The trial journey only stretched 42.8 km along a route between Uenohara and Fuefuki, two cities west of Tokyo. But this is just the first part of a track that will eventually connect Tokyo with Nagoya in the country's centre.
That journey currently takes trains around 80 minutes, but the new maglev technology will cut the time in half to just 40 minutes. The full route is expected to be completed by 2027.
Once up and running, the train will be even faster than the Shanghai Maglev Train, which is currently the fastest commercial train in the world, capable of reading speeds of 431 km/hour.
Maglev technology, which is an abbreviated name for magnetic levitation, works by actually floating a train a short distance off its tracks and powering it forward using magnetic fields, rather than wheels, axels and bearings.
This means the trains are unaffected by weather, such as heavy rain on the tracks, and they're also smoother and often quieter than the trains we're used to now.
Which explains why the record-breaking ride in Japan looked like so much fun - we love the excitement of the passengers when the train hits 501 km/h.

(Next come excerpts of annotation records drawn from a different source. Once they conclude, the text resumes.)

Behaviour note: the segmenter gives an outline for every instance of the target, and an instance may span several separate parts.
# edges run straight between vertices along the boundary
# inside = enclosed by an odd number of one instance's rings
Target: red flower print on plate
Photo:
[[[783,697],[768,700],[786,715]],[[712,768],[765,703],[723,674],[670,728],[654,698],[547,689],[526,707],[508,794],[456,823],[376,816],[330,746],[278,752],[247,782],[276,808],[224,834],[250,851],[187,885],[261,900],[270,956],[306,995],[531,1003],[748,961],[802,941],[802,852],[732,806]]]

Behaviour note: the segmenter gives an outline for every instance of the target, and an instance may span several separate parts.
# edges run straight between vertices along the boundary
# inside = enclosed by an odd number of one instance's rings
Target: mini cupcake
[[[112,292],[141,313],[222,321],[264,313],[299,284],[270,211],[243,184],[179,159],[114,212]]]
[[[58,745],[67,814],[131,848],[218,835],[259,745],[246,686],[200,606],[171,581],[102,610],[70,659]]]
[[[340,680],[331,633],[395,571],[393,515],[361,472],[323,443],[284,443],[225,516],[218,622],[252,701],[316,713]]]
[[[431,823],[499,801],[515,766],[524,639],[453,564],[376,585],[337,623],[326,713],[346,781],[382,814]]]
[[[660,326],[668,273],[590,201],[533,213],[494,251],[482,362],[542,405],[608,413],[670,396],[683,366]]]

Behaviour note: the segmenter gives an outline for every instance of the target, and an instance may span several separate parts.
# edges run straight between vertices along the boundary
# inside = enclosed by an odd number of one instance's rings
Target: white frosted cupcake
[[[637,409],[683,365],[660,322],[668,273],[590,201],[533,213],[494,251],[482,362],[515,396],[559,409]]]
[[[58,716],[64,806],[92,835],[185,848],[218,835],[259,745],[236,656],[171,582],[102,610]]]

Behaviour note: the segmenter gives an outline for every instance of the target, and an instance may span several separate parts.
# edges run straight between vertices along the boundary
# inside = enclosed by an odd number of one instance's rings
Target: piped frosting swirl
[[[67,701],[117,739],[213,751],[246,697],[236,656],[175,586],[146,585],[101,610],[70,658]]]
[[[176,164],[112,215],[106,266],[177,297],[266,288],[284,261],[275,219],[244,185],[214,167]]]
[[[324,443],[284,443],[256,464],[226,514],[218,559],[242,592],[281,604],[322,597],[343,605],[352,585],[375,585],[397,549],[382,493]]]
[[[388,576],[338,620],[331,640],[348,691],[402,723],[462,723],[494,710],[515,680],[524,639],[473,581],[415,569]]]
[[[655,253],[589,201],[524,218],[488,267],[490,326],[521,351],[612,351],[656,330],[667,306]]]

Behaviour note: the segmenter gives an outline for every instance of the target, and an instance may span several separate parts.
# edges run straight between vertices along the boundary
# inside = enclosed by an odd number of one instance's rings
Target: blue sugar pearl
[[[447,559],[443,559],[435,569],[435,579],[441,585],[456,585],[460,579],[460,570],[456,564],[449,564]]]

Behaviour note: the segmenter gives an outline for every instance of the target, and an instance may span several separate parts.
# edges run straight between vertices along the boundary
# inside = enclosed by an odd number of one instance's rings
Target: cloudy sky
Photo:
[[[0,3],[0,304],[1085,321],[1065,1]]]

And if you think this is impressive, China is working on creating a maglev train inside a near-vacuum that, in theory, can travel 2,900 km/h - three times faster than a plane - due to the lack of air resistance.
Meanwhile, Australia is stuck with trains that generally max out at a comparative crawl of around 160 km/h, and in the US the top speed of rail transport is around 240 km/h.
But when you look around the world, the future of transport is looking pretty bright.